Recently, US Senator Mitch McConnell suffered a public health scare when he froze for around 20 seconds while speaking to reporters. Some health experts suspect that McConnell suffered a mini-stroke or seizure. According to Korber, clinical assistant Professor and former physician associate, it is important that people, including children, learn to recognize the signs of a stroke in other people, in order for them to seek timely help. This led him to team up with stroke survivor and radio talk show host, Bill Turck, to write Grace Saves the Day, which teaches children the various risk factors of stroke and how to spot its signs and symptoms. Preorders are being taken now and the storybook will be available in fall 2023.
To help children recognize the danger of fires and avoid burns, Korber and Paul Possenti, MS, PA-C, FAASPA, the Executive Director for Patient Experience, Emergency Management and Trauma Services at Bridgeport Hospital and the Yale-New Haven system. They co-authored an activity book, Grace + Friends: Burn Prevention and Fire Safety. First published in 2019, and launched at the American Burn Association conference, the book has received positive feedback from several fire departments, and one fire chief has said that the book has the potential to save lives. An expanded second edition of the book is slated to be released in early October, coinciding with Fire Prevention Week in the US.

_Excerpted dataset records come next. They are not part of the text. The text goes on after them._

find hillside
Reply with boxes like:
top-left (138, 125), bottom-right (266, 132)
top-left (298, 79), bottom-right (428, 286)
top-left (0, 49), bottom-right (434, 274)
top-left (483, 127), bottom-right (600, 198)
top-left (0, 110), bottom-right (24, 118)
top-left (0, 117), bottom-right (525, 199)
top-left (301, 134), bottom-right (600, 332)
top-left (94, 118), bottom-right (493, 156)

Korber says that Little Health Ambassadors has more partnerships with various organizations on the way, and he plans to continue developing books that help address problem areas for children and public safety issues.
“In many instances, children can be anxious before they get their first haircut, and parents can find it challenging to prepare them for it and ensure that they’re comfortable enough to proceed. With the stories of Marvin and Molly, we hope to give parents a tool that they can show their kids that it’s not so bad to get a haircut. It’s written and illustrated in a way that’s engaging for emerging readers from 3 to 6 years old. It’s my goal with Little Health Ambassadors to prepare children for the things they will encounter in life, and, at the same time, sharpening their reading skills,” Korber says.